The periscope slides into a hollow rectangular bracket, which you can see in Karl’s photo. It’s held in place by a knob that goes in the slot you can see on the face of that bracket in the photo: the knob is turned tight, and there’s often a small latch on the bracket that goes underneath the knob so the periscope can’t actually fall out if the knob works its way loose.
This is why you usually see the turret turned to the right, over the co-driver’s hatch, when the vehicle is on the move outside of combat:
View attachment 402083
Since we’re striving for accuracy here, I need to address this
The official American name for the vehicle is
3-inch Gun Motor Carriage M10 — this is what it says on the front cover of the vehicle’s technical manual, TM 9-752 of 25 November 1943, which I have on my shelf.
Technically, the British name for this vehicle was
Achilles, but nobody ever seems to have used that. British troops, reports and so on all simply called it an “M10”, to the best of my knowledge. Achilles Mk. I was apparently the version with triangular counterweights, the Mk. II with the elongated “duckbill” ones, say most sources. However, I suspect this to be an error by 1960s/’70s AFV authors (who are not exactly unknown to have made ones like these that still haunt us today), and my theory is that the Achilles Mk. I was actually the M10, while the Mk. II was the M10A1.
Officially, the British variants armed with the 17-pounder gun were the Achilles Mk. IC and Mk. IIC (the letter C, not the Roman numeral C). However, in practice these vehicles were called “17-pr M10” by British troops. I suspect that if you were to take a time machine to 1944 and asked about “that Achilles over there”, nobody would understand which vehicle you were talking about.
Again largely due to those 1960s/’70s AFV authors, people nowadays are under the impression that the 17-pounder versions
only were called Achilles.

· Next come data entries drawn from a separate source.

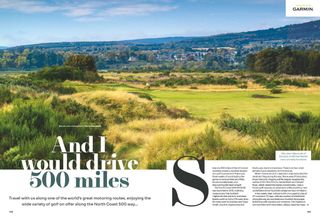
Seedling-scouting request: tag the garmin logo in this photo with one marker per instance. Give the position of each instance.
(302, 8)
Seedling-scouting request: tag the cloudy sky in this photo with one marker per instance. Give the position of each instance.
(38, 21)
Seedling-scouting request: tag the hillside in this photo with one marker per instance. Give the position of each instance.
(308, 31)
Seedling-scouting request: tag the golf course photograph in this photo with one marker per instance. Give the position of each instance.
(241, 93)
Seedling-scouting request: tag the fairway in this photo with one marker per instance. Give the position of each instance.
(238, 104)
(211, 104)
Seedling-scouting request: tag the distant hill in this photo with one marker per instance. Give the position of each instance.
(307, 31)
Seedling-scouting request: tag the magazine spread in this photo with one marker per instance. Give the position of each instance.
(159, 108)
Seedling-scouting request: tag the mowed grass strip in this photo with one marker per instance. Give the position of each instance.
(211, 104)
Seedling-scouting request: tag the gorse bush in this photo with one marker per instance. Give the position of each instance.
(62, 73)
(276, 90)
(5, 95)
(252, 127)
(192, 142)
(285, 131)
(30, 128)
(288, 131)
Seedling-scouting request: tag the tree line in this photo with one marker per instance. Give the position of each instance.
(285, 60)
(27, 59)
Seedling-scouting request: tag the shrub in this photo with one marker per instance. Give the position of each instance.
(192, 142)
(276, 90)
(31, 126)
(5, 95)
(253, 127)
(296, 83)
(62, 73)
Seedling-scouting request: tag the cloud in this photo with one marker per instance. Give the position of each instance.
(89, 10)
(137, 10)
(27, 6)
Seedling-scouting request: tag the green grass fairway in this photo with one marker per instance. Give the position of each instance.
(239, 104)
(211, 104)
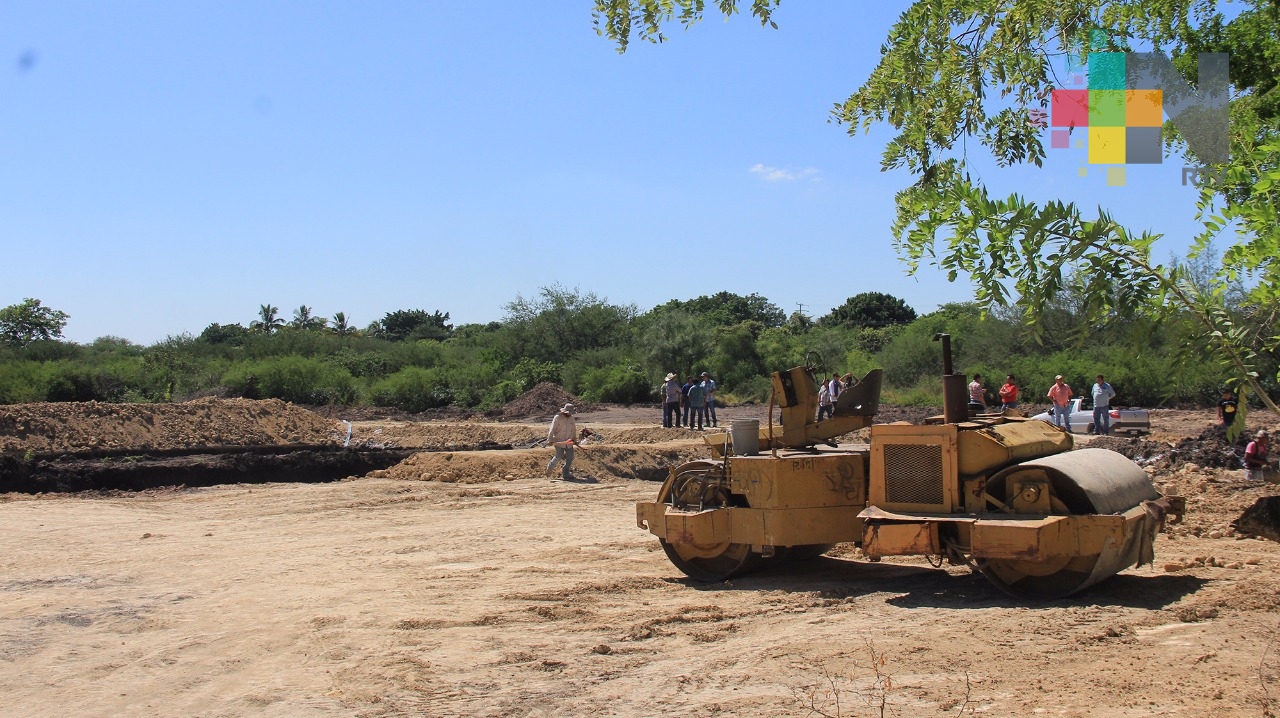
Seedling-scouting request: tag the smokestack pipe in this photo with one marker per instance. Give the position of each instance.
(955, 392)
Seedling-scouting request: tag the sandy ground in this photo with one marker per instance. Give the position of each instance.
(526, 597)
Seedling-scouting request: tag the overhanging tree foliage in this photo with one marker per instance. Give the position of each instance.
(955, 74)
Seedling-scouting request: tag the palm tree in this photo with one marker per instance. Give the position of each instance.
(341, 327)
(266, 320)
(304, 320)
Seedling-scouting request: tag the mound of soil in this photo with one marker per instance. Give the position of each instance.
(389, 414)
(92, 426)
(542, 401)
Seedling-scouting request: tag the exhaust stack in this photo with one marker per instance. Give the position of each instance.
(955, 392)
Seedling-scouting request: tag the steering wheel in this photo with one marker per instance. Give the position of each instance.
(813, 361)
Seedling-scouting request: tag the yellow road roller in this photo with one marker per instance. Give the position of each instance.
(1000, 493)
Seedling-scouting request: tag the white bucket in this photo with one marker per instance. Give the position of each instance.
(745, 434)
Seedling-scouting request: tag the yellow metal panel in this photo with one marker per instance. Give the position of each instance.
(773, 527)
(700, 527)
(901, 539)
(804, 526)
(836, 479)
(1038, 539)
(652, 516)
(992, 447)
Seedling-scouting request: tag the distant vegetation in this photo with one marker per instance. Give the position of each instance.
(604, 352)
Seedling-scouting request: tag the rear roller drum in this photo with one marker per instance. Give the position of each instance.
(1041, 580)
(716, 562)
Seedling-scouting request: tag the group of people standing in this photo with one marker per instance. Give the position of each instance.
(1059, 394)
(689, 403)
(830, 392)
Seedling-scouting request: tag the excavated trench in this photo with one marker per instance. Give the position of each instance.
(132, 471)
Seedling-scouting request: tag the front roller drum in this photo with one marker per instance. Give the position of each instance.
(1084, 481)
(720, 562)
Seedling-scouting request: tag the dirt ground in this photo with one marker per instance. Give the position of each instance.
(77, 426)
(469, 584)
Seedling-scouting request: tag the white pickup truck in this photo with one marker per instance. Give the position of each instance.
(1123, 420)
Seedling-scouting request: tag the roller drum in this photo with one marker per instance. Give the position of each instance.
(1086, 481)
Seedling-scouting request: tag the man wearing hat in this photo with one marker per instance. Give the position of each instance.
(562, 437)
(1257, 461)
(709, 387)
(671, 402)
(1060, 393)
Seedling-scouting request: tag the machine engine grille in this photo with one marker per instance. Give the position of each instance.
(913, 474)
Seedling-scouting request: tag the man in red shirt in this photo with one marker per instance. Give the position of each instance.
(1009, 393)
(1257, 462)
(1060, 393)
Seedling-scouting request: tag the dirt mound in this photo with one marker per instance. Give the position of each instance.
(391, 414)
(1262, 518)
(82, 426)
(542, 401)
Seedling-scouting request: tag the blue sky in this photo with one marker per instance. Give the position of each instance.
(165, 165)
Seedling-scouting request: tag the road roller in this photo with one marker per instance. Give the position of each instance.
(1006, 495)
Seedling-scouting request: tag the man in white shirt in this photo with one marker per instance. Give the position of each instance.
(1102, 396)
(562, 437)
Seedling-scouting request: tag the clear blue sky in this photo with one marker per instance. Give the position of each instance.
(165, 165)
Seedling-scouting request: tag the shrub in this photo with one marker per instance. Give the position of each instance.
(618, 384)
(293, 379)
(412, 389)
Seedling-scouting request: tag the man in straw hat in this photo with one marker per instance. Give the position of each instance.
(563, 437)
(671, 394)
(1060, 393)
(1257, 460)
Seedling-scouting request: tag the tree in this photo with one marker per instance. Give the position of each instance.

The Wikipedia article does nothing to dispel this myth, and I suspect that rewriting it will just get people annoyed with you and revert the changes …
The US Army deployed early M10s to North Africa, indeed. Note that these are the type in which the upper rear wall of the turret slopes inwards, like you can see in the photo you posted. Most model kits, though, have the vertical rear wall that was introduced a bit later to give a little more room inside.
I’m not sure of British use of M10s in Africa, though.